There is a small trace of the sun on the ocean, visible on the horizon. A lone figure, a small self-portrait of the artist, is the only figure in the landscape. But the sun isn’t about to rise any farther while you’re looking at it. The reason: In John Gerrard’s digital screen installation, “Thousand Year Dawn,” on view at Quint Contemporary Art, you have to take him at his word. The sunrise is reportedly programmed to last a millennium. Medical advances aren’t great enough for any of us to last long enough to prove him right or wrong.
Gerrard’s screen, housed in a tabletop-scale unit, swivels, and as it does, the view of the landscape and the figure alters, too. Even when you don’t move the screen, the sea looks as if it’s gently moving toward the shore. The imagery itself is lacking; it’s on a level with advanced video-game imagery. But his conceptual “frame” is provocative.
“Thousand Year Dawn” is part of “Heavy Light,” a group show featuring video and digital work that challenges the viewer, in seductive ways, to rethink notions about how art uses time. Gerrard’s piece makes this point dramatically, others more subtly.
Lincoln Schatz’s “Me Me You Me” mingles past and present. You become part of its imagery as soon as you walk in the gallery door.

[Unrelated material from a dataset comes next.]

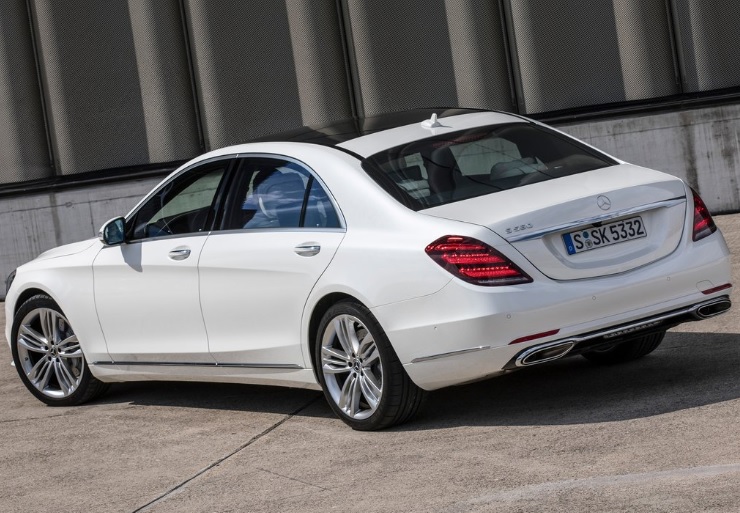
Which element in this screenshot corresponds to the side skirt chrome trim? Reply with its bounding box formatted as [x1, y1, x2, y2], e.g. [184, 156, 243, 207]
[506, 196, 686, 242]
[504, 296, 732, 370]
[90, 361, 303, 370]
[411, 346, 491, 363]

It is constantly filming what happens in front of the lens, integrating the new imagery into its stored sights. These clips include events that happened days ago or even weeks ago. (I’m told the work’s memory reaches back eight years from the day it was activated.)
The screen is reasonably large, wall mounted, and never seems to present exactly the same mix of imagery. It mingles locations, as the piece is moved from place to place. It also alters events at times, by running them backward.
Seen one way, Schatz’s work is a narcissistic viewer’s dream come true. It can be your own, ever-changing portrait. But at another level, it casts a wider philosophical net, setting up an intriguing relationship between man and machine, art and life.
Schatz may have created this work, but its imagery moves away from his control. It combines whatever transpires in front of the camera, which is then transformed by software. In a sense, the art becomes its own artist, creating as it goes.
A small-screen piece by Iana Quesnell uses outline drawing, mimicking the motions, as her title tells us, of “Working on the Register at Trader Joe’s.” It is autobiographical, though she gives the activity a comic twist by having the drawn female figure laboring in the nude.
Painting has long been Gary Lang’s primary medium, and “Dividing Time” functions like a painting materializing and dematerializing over the course of 15 minutes. True to his work on canvas, it is an intricate field of interlocking horizontal and vertical lines. The colors are generally bright. The effect, as lines complete themselves, become wider or thinner, move up and down, is hypnotic. It’s as if the work is painting itself over and over again.